Medline ® Abstract for Reference 65
of 'Management of bladder dysfunction in children'
Percutaneous tibial nerve neuromodulation is well tolerated in children and effective for treating refractory vesical dysfunction.
De Gennaro M, Capitanucci ML, Mastracci P, Silveri M, Gatti C, Mosiello G
J Urol. 2004;171(5):1911.
PURPOSE: We evaluated pain tolerability and the preliminary results of percutaneous tibial nerve stimulation (PTNS) in children with unresponsive lower urinary tract symptoms (LUTS).
MATERIALS AND METHODS: A total of 23 children 4 to 17 years old with LUTS refractory to conventional treatment underwent PTNS at 12, 30-minute weekly sessions. Ten patients had idiopathic overactive bladder, 7 were in nonneurogenic urinary retention and 6 had neuropathic bladder. Ten children were carefully evaluated for pain during needle insertion and electrical stimulation using certain scoring systems, namely the faces pain rating scale, Children's Hospital of Eastern Ontario pain scale, visual analogue scale and Questionario Italiano del Dolore. Evaluation was done at the first, sixth and last sessions. An anxiety-depression test was administered. All 23 children underwent clinical and urodynamic evaluation before and after treatment.

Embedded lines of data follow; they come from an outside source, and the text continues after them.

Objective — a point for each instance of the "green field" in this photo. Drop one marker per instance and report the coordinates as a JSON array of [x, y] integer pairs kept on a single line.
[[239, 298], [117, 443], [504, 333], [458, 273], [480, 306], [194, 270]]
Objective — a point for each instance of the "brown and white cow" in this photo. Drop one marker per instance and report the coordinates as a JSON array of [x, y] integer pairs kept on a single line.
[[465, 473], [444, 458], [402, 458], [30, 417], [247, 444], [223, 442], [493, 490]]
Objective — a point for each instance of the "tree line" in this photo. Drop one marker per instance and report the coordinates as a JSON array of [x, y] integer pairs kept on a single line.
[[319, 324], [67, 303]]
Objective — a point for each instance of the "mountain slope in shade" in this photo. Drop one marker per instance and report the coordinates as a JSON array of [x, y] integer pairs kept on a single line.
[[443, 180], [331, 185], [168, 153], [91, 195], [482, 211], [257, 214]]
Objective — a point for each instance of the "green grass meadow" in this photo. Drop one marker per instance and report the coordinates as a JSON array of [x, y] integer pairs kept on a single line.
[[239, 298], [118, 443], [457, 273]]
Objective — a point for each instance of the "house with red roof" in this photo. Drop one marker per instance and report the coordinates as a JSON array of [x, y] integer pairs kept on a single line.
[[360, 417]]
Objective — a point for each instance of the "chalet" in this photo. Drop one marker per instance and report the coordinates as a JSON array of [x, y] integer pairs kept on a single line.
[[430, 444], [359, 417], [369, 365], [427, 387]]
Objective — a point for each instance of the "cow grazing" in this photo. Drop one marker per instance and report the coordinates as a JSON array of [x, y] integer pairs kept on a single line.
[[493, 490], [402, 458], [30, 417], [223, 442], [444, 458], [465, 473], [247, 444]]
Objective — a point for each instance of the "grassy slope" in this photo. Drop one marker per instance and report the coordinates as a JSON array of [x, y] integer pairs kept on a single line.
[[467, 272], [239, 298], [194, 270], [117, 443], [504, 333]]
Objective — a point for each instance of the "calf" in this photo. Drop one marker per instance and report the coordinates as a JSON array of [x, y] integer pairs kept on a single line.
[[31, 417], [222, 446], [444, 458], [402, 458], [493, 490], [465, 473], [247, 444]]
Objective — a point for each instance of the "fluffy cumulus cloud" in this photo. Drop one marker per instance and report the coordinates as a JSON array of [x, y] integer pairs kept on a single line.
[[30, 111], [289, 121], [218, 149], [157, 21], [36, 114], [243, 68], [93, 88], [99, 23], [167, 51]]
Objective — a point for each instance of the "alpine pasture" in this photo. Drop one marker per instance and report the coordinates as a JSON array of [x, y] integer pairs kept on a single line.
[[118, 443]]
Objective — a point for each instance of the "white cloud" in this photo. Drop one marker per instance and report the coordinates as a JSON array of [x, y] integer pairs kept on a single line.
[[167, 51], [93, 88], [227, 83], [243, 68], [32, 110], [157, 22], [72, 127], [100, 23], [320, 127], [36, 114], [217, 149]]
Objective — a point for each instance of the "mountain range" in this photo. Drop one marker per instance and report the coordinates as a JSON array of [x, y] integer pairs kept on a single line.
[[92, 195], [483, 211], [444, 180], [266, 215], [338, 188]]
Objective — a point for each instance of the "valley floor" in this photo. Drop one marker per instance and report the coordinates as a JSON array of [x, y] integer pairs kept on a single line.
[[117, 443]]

RESULTS: All except 1 patient completed treatment. An anxious-depressive trait was found in 7 of 10 children/parents on anxiety-depression testing. Regarding pain,the faces pain rating scale never showed the severe pain face, the Children's Hospital of Eastern Ontario scale showed signs of pain at the beginning of each stimulation but not at the end, and the visual analog scale generally showed a low score with a further decrease during the first (p = 0.05), sixth (p = 0.03) and twelfth (p = 0.02) sessions. The Questionario Italiano del Dolore score was significantly related to the affective component of pain (p = 0.002) and it decreased between the first and last sessions. The 10 children with overactive bladder had symptom improvement in 80%, incontinence was cured in 5 of 9 and urodynamics showed normalization of cystometric bladder capacity in 62.5% with no more unstable contractions in those who became continent. Symptoms improved in 71% of the children in urinary retention. One of 3 and 4 of 7 patients had incontinence and post-void residual urine cured, respectively. Urodynamics showed an improved detrusor pressure at maximum flow (p = 0.009) and flow rate (p = 0.005). Symptoms and urodynamics did not significantly change in the neuropathic bladder group.
CONCLUSIONS: PTNS is safe, minimally painful and feasible in children. It seems helpful for treating refractive nonneurogenic LUTS.
Department of Paediatric Nephrology-Urology, Ospedale Pediatrico Bambino Gesu, Rome, Italy.